Après la destitution de leur chef, les populations de Babenga expriment leur gratitude au Président de la République et aux autorités locales
Le 9 février 2026, les habitants de Babenga, dans l’arrondissement de Dibombari, ont organisé une marche pacifique pour remercier le Président de la République et les autorités locales. Ce geste fait suite à la destitution de leur chef, Gustave Jean Claude Modi Dissake, accusé de dérives ayant fragilisé l’équilibre, la concorde et la paix au sein de cette communauté.

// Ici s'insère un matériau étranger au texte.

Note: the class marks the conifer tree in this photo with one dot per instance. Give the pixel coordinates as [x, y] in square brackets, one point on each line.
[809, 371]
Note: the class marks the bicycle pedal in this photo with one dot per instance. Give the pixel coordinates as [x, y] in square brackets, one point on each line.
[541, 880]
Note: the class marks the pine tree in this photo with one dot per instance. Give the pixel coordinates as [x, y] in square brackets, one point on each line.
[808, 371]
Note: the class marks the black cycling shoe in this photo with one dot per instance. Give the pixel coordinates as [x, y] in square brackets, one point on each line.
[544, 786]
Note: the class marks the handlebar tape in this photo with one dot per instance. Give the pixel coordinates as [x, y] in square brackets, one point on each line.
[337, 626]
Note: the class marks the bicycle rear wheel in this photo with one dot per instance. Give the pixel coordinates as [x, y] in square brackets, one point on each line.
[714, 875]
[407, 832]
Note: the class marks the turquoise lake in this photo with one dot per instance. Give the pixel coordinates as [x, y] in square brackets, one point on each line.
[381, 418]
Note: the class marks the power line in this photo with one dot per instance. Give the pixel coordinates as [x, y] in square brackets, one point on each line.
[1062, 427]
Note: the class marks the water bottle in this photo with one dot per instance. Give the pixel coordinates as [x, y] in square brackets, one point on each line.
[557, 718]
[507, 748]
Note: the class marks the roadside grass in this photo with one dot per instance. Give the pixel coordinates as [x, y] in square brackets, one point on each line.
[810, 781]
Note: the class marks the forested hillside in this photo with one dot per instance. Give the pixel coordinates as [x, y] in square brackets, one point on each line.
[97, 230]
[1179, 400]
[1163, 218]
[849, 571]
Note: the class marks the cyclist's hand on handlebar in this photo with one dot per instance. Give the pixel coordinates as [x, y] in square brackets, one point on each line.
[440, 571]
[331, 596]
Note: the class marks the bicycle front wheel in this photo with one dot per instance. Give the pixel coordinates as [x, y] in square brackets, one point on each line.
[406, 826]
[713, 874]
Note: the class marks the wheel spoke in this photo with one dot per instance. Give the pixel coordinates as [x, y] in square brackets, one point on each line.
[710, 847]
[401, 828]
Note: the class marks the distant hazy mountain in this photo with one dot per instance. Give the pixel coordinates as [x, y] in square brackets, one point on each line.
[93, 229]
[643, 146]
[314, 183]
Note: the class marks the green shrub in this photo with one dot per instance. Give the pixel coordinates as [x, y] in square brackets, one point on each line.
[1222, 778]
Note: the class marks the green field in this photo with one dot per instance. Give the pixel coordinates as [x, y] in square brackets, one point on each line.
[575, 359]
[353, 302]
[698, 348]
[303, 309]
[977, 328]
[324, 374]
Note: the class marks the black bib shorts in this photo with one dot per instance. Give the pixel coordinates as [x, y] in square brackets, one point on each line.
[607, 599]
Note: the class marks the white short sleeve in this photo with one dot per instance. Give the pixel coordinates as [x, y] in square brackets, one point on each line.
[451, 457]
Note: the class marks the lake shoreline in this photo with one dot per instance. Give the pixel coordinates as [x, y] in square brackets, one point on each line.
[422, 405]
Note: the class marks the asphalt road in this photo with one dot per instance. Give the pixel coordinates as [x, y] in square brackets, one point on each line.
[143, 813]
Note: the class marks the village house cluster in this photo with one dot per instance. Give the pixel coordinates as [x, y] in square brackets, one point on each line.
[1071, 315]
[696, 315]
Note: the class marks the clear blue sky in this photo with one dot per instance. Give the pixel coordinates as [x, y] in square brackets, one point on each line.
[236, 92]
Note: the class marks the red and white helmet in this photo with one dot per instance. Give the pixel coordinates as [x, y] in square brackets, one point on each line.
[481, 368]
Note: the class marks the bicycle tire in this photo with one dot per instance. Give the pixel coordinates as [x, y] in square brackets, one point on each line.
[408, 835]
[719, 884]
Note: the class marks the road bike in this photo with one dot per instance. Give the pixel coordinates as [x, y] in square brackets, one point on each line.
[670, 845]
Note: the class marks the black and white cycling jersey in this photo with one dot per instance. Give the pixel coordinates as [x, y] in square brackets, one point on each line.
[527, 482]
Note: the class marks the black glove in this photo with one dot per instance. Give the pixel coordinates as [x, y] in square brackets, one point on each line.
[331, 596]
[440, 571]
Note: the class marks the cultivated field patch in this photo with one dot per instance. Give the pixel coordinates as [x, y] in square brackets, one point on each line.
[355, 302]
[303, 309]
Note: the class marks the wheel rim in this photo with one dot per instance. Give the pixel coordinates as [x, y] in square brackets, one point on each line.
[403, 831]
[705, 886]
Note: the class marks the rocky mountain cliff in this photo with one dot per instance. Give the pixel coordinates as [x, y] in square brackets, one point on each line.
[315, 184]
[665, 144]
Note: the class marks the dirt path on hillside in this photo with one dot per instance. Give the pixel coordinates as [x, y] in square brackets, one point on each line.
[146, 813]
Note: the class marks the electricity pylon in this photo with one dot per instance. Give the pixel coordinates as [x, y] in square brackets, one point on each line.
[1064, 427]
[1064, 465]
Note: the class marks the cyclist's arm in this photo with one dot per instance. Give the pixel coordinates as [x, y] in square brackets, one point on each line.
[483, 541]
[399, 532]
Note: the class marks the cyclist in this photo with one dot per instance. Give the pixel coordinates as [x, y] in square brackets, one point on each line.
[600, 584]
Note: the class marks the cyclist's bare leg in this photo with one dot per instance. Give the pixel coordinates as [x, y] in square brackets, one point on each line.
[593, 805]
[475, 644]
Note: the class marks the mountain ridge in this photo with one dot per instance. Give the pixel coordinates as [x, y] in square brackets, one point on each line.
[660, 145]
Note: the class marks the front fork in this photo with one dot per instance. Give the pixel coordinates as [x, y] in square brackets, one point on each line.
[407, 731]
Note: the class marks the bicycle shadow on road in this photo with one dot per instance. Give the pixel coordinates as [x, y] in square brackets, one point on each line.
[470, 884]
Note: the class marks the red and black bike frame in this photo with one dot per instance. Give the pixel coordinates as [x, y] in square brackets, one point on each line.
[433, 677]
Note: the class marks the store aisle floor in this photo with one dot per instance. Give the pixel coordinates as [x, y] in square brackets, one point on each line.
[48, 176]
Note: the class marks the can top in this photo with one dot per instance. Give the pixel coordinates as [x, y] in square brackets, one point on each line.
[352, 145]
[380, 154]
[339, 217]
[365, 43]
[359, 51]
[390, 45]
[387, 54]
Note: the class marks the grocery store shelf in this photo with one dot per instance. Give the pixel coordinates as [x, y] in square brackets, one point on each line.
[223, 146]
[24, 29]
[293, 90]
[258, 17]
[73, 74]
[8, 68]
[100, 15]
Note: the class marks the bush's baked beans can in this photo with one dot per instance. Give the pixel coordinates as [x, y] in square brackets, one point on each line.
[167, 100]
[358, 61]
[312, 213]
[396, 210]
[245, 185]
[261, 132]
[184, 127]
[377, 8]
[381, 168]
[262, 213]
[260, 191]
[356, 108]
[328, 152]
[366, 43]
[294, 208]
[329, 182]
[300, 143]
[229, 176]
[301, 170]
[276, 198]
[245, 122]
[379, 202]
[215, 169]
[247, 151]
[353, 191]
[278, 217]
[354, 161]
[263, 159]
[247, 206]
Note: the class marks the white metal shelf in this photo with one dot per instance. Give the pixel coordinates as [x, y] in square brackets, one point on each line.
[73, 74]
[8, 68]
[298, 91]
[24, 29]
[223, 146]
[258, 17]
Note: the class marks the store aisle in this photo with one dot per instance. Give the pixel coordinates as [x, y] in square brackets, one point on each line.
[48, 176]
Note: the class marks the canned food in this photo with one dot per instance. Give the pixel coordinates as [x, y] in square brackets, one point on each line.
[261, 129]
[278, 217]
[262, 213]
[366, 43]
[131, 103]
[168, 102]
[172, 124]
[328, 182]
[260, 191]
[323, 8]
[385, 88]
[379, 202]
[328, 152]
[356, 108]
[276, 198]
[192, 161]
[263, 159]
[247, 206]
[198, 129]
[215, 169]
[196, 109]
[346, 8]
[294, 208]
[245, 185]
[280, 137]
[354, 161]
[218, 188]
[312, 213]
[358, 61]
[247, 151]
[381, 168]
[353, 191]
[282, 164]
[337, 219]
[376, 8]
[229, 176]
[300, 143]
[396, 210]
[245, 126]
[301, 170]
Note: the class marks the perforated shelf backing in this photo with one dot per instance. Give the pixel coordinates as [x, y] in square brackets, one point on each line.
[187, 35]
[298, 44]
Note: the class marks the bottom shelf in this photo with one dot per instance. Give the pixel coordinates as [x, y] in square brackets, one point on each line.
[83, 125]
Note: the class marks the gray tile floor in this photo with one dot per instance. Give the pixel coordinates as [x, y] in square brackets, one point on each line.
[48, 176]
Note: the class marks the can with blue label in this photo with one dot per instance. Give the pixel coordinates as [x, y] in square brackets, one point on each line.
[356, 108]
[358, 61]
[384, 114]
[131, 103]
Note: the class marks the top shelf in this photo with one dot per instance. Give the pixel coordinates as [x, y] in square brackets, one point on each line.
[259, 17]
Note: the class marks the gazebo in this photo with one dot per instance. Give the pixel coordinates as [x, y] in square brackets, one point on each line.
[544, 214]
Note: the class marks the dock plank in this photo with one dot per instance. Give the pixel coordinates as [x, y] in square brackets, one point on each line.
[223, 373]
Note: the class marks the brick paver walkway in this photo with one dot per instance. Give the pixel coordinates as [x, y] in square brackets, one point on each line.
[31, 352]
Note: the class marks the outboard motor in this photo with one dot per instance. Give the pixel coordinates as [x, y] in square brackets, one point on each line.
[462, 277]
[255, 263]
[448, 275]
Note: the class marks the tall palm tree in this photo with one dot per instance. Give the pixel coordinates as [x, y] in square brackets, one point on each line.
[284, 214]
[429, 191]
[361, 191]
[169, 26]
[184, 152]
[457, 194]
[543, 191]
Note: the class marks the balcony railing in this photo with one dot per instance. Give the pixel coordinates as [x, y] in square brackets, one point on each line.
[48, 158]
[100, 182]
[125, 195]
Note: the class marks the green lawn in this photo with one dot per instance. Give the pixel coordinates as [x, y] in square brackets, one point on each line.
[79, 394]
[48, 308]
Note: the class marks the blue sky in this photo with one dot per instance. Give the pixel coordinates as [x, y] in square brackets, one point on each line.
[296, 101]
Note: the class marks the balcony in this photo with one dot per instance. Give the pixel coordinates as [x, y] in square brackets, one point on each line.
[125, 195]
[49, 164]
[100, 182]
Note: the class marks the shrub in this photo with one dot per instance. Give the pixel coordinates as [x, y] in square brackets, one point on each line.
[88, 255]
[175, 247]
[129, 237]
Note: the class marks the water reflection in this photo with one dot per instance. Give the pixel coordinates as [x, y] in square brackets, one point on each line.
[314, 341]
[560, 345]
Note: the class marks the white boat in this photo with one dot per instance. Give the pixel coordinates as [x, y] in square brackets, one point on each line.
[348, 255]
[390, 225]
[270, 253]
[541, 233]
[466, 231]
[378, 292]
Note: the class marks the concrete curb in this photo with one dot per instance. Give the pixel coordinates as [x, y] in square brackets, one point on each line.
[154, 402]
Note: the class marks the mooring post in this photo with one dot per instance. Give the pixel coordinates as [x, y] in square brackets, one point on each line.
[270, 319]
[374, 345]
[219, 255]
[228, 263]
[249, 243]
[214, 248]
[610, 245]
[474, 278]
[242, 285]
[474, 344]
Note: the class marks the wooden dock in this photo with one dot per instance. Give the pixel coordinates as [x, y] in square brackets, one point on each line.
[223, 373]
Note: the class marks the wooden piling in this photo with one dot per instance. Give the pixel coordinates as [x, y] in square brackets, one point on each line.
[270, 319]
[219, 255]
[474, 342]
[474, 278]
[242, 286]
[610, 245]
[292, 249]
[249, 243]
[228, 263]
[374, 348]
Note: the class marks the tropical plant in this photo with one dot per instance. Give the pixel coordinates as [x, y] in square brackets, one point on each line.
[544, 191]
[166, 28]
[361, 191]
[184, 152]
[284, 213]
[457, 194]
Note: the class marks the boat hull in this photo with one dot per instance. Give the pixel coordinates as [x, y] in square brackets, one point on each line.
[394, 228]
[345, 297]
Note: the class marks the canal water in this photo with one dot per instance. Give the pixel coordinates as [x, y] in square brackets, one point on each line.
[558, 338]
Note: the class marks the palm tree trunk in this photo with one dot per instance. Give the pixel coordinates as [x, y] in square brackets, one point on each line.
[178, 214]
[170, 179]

Se mettre ses populations à dos peut coûter cher, y compris au plus haut rang des chefs traditionnels. Gustave Jean Claude Modi Dissake en fait aujourd’hui l’expérience. L’arrêté N°018/AP/C.16/SAAJP du 22 janvier 2026, signé par le préfet du département du Moungo, Yves Bertrand Noël Ndjana, met officiellement fin à ses fonctions de chef du village de Babenga, dans l’arrondissement de Dibombari. Cette décision de l’autorité administrative vient répondre favorablement aux multiples plaintes formulées par les habitants, marquant un tournant dans la gouvernance locale.
Au désormais ex gardien de la tradition, il est en effet une gestion autoritaire et unilatérale. Certains de ses administrés d’hier, l’accusent de marginaliser les notables et les organes coutumiers. D’autres, se plaignent qu’il aurait utilisé des méthodes coercitives et intimidantes pour imposer son autorité, dégradant sans outre mesure, la confiance et la cohésion au sein de la communauté. Plus grave encore, des voies laissent entendre, que sa majesté Gustave Jean Claude Modi Dissake, non seulement a mis en place une politique très contestée, de gestion des terres communautaires, mais également s’est accaparé des biens appartenant à des familles locales. Ces différents éléments ont conduit à une crise de gouvernance qui a mis en mal la stabilité et l’harmonie sociales du village Babenga.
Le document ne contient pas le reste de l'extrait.